EFDA-JET-PR(04)07

Diverted Tokamak Carbon Screening: Scaling with Machine Size and Consequences to Core Contamination

Plasma impurity content depends upon the impurity sources, fuelling efficiency, and confinement. In JET, carbon is the primary impurity, and its fuelling efficiency has been studied using methane gas injection and modeled with the SOL codes: DIVIMP and EDGE2D. In this paper, EDGE2D modeling of similar AUG experiments and projections to ITER are described. The parameters have been identified which govern the size scaling of carbon screening. Size scaling is complex. For carbon injected from the main chamber, the important factors include: the SOL temperature, the magnitude of the thermal force at the divertor entrance, and the parallel distance to the divertor.
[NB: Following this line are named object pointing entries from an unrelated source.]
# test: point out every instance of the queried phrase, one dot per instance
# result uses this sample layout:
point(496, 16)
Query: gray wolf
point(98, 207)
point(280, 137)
For carbon injected at the strike points, the intersection of the carbon ionization region with the region of strong thermal force determines the carbon fuelling efficiency. ITER projects to have much better carbon screening than JET. The ITER SOL is hotter so that main chamber carbon is ionized further from the separatrix making the calculated carbon fuelling efficiency lower. Also, the carbon originating near the strike point has less chance of escaping the divertor since the ITER divertor is larger. The carbon sputtering is projected to be larger, making the ITER core contamination difficult to estimate. A general result is that the core contamination at fixed total sputtering rate and core impurity confinement increases when the fraction of carbon ionized in the main chamber SOL increases, and decreases for larger machine size and higher density operation.